WEB OF DECEPTION. Made-for-TV movie. NBC-TV, 25 April 1994. Powers Boothe, Pam Dawber, Lisa Collins, Paul Ben-Victor, Rosalind Chao. Director: Richard A. Colla.

   In order to review this movie in the usual fashion, I’d also have to tell you more than you’d like to know about it — or more than I normally would. As is my usual fashion I picked this out of a box of DVDs I’d stored away in the basement and totally forgotten about, including how I obtained it and why I’d decided to own it in the first place.

   All I knew before I started watching it was that it was a crime film, it had the names of some people in it that I recognized, and that’s all. I didn’t even read the back cover.
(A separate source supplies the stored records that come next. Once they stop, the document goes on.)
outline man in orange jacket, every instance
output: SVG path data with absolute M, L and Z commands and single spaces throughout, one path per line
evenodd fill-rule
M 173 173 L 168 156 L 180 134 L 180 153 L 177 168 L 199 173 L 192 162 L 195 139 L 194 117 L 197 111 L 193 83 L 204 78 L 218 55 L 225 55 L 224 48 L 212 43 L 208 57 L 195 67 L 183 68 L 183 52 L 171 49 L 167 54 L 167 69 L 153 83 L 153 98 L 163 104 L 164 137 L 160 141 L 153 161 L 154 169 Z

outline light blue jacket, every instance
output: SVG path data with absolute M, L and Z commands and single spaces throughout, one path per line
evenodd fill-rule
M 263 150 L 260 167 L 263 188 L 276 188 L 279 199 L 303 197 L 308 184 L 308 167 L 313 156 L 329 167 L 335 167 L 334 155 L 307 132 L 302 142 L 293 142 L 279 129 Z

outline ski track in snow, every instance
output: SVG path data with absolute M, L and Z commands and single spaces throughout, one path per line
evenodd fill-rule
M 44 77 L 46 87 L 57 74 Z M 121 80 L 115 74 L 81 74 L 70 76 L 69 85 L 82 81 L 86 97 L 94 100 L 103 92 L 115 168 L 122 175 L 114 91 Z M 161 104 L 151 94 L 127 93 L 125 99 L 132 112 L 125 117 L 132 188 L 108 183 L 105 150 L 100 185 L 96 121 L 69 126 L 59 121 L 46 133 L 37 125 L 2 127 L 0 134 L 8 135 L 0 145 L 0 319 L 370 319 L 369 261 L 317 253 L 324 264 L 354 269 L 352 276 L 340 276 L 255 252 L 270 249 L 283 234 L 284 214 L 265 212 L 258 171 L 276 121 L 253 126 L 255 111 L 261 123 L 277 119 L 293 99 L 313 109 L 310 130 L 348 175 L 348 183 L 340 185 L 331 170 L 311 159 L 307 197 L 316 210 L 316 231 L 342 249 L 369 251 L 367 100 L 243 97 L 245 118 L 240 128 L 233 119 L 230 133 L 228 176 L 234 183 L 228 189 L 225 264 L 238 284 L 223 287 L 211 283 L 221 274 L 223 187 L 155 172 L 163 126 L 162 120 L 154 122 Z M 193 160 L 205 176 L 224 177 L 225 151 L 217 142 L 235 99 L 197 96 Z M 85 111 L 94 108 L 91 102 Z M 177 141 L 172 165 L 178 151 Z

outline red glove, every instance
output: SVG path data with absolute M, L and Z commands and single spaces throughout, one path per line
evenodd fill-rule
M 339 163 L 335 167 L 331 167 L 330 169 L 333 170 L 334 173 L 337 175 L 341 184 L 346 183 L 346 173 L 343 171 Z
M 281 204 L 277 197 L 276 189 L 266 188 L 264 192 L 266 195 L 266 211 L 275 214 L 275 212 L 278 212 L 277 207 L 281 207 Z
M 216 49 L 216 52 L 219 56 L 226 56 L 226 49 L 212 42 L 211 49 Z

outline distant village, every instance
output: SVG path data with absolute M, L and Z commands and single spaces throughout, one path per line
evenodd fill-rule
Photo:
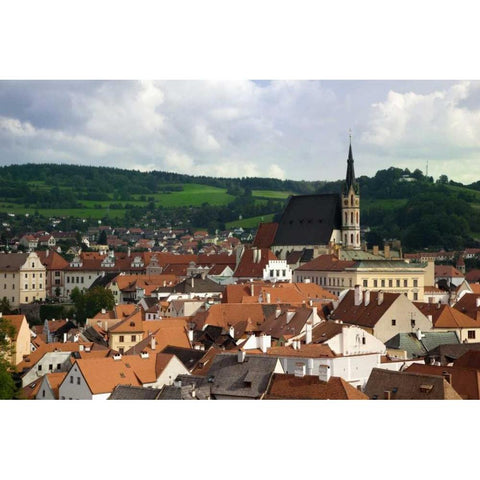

   So assuming you’re somewhat like me in not knowing too much ahead of time, I’m going to be as sketchy in the details as I can and still come up a set of comments and other observations that make sense.

   Powers Boothe plays Dr. Philip Benesch in this film, a forensic psychiatrist who works hand in hand with the police department in court cases in which the sanity of the defendant comes into question. His job: to say the accused was sane at the time the crime was committed; the defense has to hire their own psychiatrist to say just the opposite.

   A more smug guy you cannot believe. Even the cops whose side he is on think he’s a jerk. This is a family-oriented blog, or else I’d be able to say what they really think. He is also having marital problems. His wife, played by Pam Dawber, has just found out he’d been having an affair. He claims it’s over, and asks for forgiveness.

   About this same time, a good-looking court stenographer (Lisa Collins) starts stalking him, following wherever he goes, and obviously obsessing about him. He’s flattered but finally tells her off, to get out of his life, adios, good-bye. She retaliates, and how. Suffice it to say that Dr. Benesch finds himself in deep sh–, oops, what it’s like to be on the other side of the law.

   Powers Boothe, who played Philip Marlowe on the HBO series of the same name, does a fine job here playing a man who finds his life turned upside down, almost literally. Pam Dawber, though, as his wife, does an even better job of playing a woman who is trying to keep loving her husband, but as more and more details come to light, finds it more and more difficult to do so.

   This is pretty good entertainment, as far as the standard of TV-making stood in 1994. It would have been even better if the police weren’t so obviously uninterested in doing a proper investigation. The lady district attorney equally so. You’ll have to stay focused on the characters and the relationships between them. If you can, you should enjoy this one. If you’re interested in a murder mystery worthy of the name, I don’t believe you’ll be happy at all.